Among other things, the trial judge told the prospective jurors assembled in his courtroom that “the arc of the moral universe is long,” quoting Dr. Martin Luther King, and that “if you are selected as a juror, your job will be to help bend that arc toward justice.” The judge then proceeded to give what can only be described as a multimedia civics lesson about invidious discrimination through the years in which he showed the jurors a video and made solemn reference to civil rights leaders who had marched from Selma to Montgomery, Alabama in the 1960s as well as Rosa Parks, Cesar Chavez, Harvey Milk, Atticus Finch, the internment of Japanese Americans during World War II, the passage of the 19th Amendment giving women the right to vote and the advent of gay marriage. As the judge concluded his remarks, he exhorted the prospective jurors: “[Y]ou as jurors in this case are going to become Dr. King. It’s going to be your job to help bend that arc toward justice by rendering a verdict based on the law and the evidence that you are going to be hearing in this case.”
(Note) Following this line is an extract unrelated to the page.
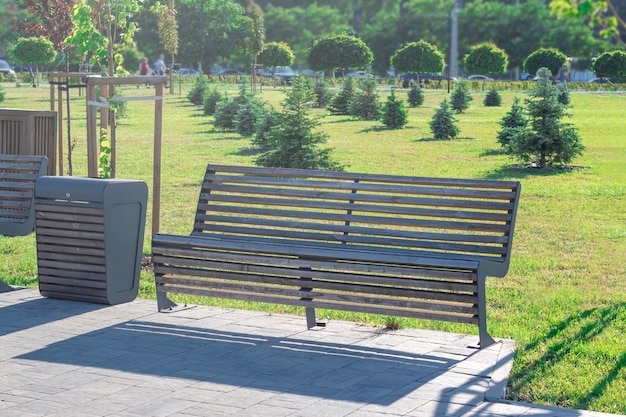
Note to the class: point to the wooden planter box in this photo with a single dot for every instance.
(29, 132)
Not surprisingly, counsel for UCLA immediately moved for a mistrial based upon the judge’s remarks and requested that a new panel of jurors be assembled. The judge denied the motion, assuring UCLA that he gives the same presentation before all trials in his courtroom. After almost three weeks of trial, the jury rendered a verdict of more than $13 million in favor of Dr. Pinter-Brown on the disability discrimination claim, consisting of approximately $3 million in past and future lost wages and $10 million in past and future emotional distress damages. The appellate court reversed the judgment based not only on the trial judge’s prejudicial remarks at the outset of the trial (which the court characterized as a “stirring call to action which stacked the deck against UCLA”) but also because he allowed inappropriate and inapplicable “Me-Too” evidence into the case, which is “never appropriate to prove the employer’s propensity to discriminate.” The Court further held that the trial court committed “inexplicable error” when it allowed the plaintiff to “resurrect” a retaliation claim in the middle of the trial after having summarily adjudicated it against the plaintiff before the trial began.